L’industrie alimentaire est en ébullition depuis l’autorisation des nouveaux médicaments anti-obésité aux États-Unis il y a trois ans. Et le leader mondial Nestlé vient de franchir un pas de plus dans cette direction en lançant une gamme de produits spécifiquement destinés aux utilisateurs de ces traitements coupe-faim. Baptisée « Vital Pursuit », elle propose notamment des pizzas surgelées allégées en taille et enrichies en protéines. Mais cette initiative soulève des questions : va-t-on vers une médicalisation à outrance de notre alimentation ?
Quand les pilules dictent le contenu de nos assiettes
Avec l’arrivée fracassante sur le marché de médicaments anti-obésité comme le Wegovy, un nombre croissant de consommateurs se tournent vers ces solutions pour perdre du poids. Un filon que Nestlé a bien l’intention d’exploiter en adaptant ses recettes pour répondre aux besoins nutritionnels spécifiques de ces utilisateurs.
Ainsi, les 12 références de la gamme « Vital Pursuit » se veulent riches en protéines et fibres, avec des portions réduites et l’ajout de nutriments clés pour compenser d’éventuelles carences. Pizza, pâtes, bols de légumineuses… L’objectif est de proposer des options pratiques et alléchantes, même avec un appétit diminué par les effets des médicaments.
Nous voulons accompagner les consommateurs à chaque étape de leur parcours vers une meilleure santé, en leur offrant des aliments savoureux qui répondent à leurs besoins évolutifs.
– Greg Behar, CEO de Nestlé Health Science
Le marché prometteur des aliments fonctionnels
Au-delà de l’enjeu de santé publique, l’obésité représente surtout un marché juteux pour les géants de l’agro-alimentaire comme Nestlé. Avec 650 millions d’adultes obèses dans le monde selon l’OMS, le potentiel est énorme pour ces produits conçus sur-mesure.
Le segment des aliments fonctionnels, entre santé et plaisir, est d’ailleurs en plein essor. Il devrait peser plus de 275 milliards de dollars en 2025 d’après les projections.
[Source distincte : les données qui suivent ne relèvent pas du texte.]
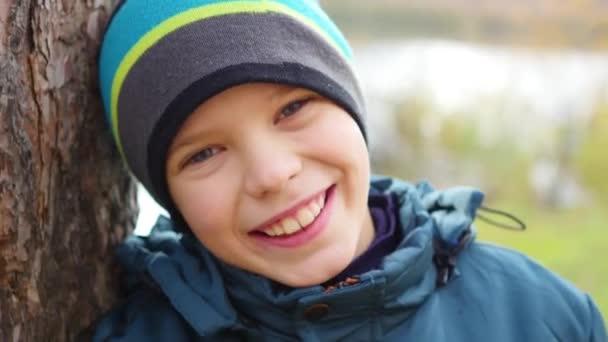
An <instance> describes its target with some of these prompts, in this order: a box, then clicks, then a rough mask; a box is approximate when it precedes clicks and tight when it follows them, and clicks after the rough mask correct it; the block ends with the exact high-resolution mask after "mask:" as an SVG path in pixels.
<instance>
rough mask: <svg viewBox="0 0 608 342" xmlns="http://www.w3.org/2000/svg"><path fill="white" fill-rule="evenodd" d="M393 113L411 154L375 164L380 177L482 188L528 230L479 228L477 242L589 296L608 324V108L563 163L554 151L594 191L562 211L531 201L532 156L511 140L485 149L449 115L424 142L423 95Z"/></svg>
mask: <svg viewBox="0 0 608 342" xmlns="http://www.w3.org/2000/svg"><path fill="white" fill-rule="evenodd" d="M396 112H397V114H396V120H397V121H396V123H397V128H398V131H399V134H400V136H401V137H402V139H403V140H402V142H403V144H404V145H408V148H403V149H402V151H404V153H403V154H404V156H403V159H397V160H386V161H384V162H382V161H380V162H377V163H376V165H375V168H376V171H377V172H380V173H385V174H390V175H395V176H398V177H402V178H405V179H410V180H413V181H416V180H421V179H429V180H430V181H431V182H432V183H434V184H437V183H438V184H439V186H440V187H444V186H449V185H453V184H461V183H466V184H469V185H473V186H478V187H480V188H481V189H482V190H483V191H484V193H486V203H487V204H488V205H489V206H490V207H494V208H499V209H502V210H506V211H507V212H510V213H513V214H515V215H516V216H518V217H520V218H522V219H523V220H524V221H525V222H526V224H527V226H528V230H527V231H526V232H523V233H518V232H512V231H509V230H504V229H500V228H496V227H493V226H488V225H487V224H486V223H484V222H481V221H480V222H478V223H477V227H478V231H479V239H480V240H484V241H489V242H492V243H496V244H499V245H502V246H507V247H510V248H513V249H516V250H519V251H521V252H523V253H525V254H527V255H528V256H530V257H532V258H533V259H535V260H537V261H538V262H540V263H541V264H544V265H546V266H547V267H549V268H550V269H551V270H553V271H555V272H557V273H558V274H560V275H562V276H563V277H565V278H566V279H568V280H569V281H571V282H573V283H574V284H576V286H577V287H579V288H581V289H583V290H584V291H586V292H588V293H589V294H591V296H592V297H593V298H594V300H595V301H596V302H597V304H598V305H599V307H600V311H601V312H602V313H603V314H604V315H605V318H606V322H607V323H608V261H606V260H607V258H605V257H602V255H603V251H604V249H605V248H606V244H607V243H608V227H607V225H608V181H607V180H606V177H607V175H608V153H606V150H605V148H606V147H608V134H606V132H608V103H606V102H601V103H598V105H597V106H596V110H595V111H594V116H593V119H592V120H591V122H590V124H589V125H588V126H587V127H586V130H585V131H583V132H579V133H580V134H581V137H582V142H581V143H580V144H579V146H575V147H577V148H574V149H571V150H568V151H567V154H571V155H569V156H568V158H561V155H562V154H564V153H563V152H560V150H559V149H558V151H557V152H555V153H554V154H553V155H552V156H551V157H553V158H555V159H560V158H561V159H560V163H562V164H565V165H562V167H564V168H565V169H568V170H570V169H572V170H574V171H575V175H576V177H577V179H580V180H581V183H582V184H583V185H584V186H585V190H587V189H590V190H592V191H589V193H590V194H591V196H590V198H588V199H586V200H584V201H582V202H580V203H579V205H577V206H572V207H563V208H560V207H553V206H552V203H545V202H544V201H543V200H541V199H539V198H538V196H536V195H535V193H534V191H533V190H532V189H531V186H530V181H529V177H530V172H531V168H532V166H533V165H534V163H535V157H536V153H533V152H530V151H529V150H522V149H520V148H517V147H516V146H515V145H514V144H513V137H509V136H505V137H503V138H500V139H497V140H495V141H494V143H492V144H483V143H482V141H481V140H480V138H479V137H480V134H479V130H480V128H479V126H478V125H477V122H476V121H475V120H474V119H472V118H471V117H469V118H468V119H467V116H466V115H464V114H463V113H452V114H451V115H444V116H442V118H441V119H439V121H437V122H435V123H436V124H439V125H440V128H439V130H438V132H439V133H438V135H437V137H435V138H434V139H429V137H428V136H425V134H424V126H425V122H426V120H428V119H429V117H435V118H437V116H438V115H439V114H438V113H436V112H435V111H434V109H433V106H432V105H431V104H430V102H429V101H428V100H427V97H426V96H424V94H422V93H421V94H419V95H417V96H414V97H410V98H408V99H407V101H404V102H403V103H402V104H399V105H398V106H397V107H396ZM559 131H560V129H558V132H557V133H556V134H558V136H559V133H560V132H559ZM561 131H564V129H563V127H562V129H561ZM565 131H568V130H567V129H566V130H565ZM558 147H559V146H558ZM442 158H443V159H446V160H447V164H448V165H451V166H452V167H446V169H447V171H446V172H444V173H440V174H437V173H433V172H432V170H431V169H433V167H435V166H436V163H435V162H434V160H436V159H442ZM427 165H430V167H429V166H427Z"/></svg>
De quoi aiguiser l’appétit des industriels, qui multiplient les investissements et innovations pour se positionner sur ce créneau porteur.
Vers une médicalisation de l’alimentation ?
Mais cette course à « l’ultra-personnalisation » de notre nourriture n’est pas sans soulever des inquiétudes. Sommes-nous en train d’assister à une médicalisation excessive de notre alimentation, où chaque bouchée serait minutieusement calculée en fonction de notre profil médical ?
Certes, proposer des options plus saines aux personnes souffrant d’obésité est louable. Mais la frontière est parfois mince entre le marketing et la réelle valeur ajoutée nutritionnelle de ces produits estampillés « spécial médicaments amincissants ».
Il ne faudrait pas que manger devienne un acte anxiogène, constamment sous influence pharmaceutique. L’équilibre alimentaire doit d’abord rester une question de bon sens et de plaisir.
– Dr Arnaud Cocaul, nutritionniste
Rester vigilant face au marketing de la minceur
Si les initiatives comme celle de Nestlé peuvent avoir leur place dans l’accompagnement des personnes obèses, il convient donc de garder un œil critique. Derrière les promesses, le risque est de voir se multiplier les produits marketés « coupe-faim » sans réel bénéfice, voire délétères pour une relation saine à la nourriture.
À l’heure où l’on prône le retour au naturel et à l’authenticité dans nos assiettes, cette tendance à la pilule qui dicte le contenu de nos placards interroge. Méfions-nous d’une médicalisation contre-productive de l’alimentation. Manger devrait rester avant tout un plaisir à partager, au-delà des questions de poids.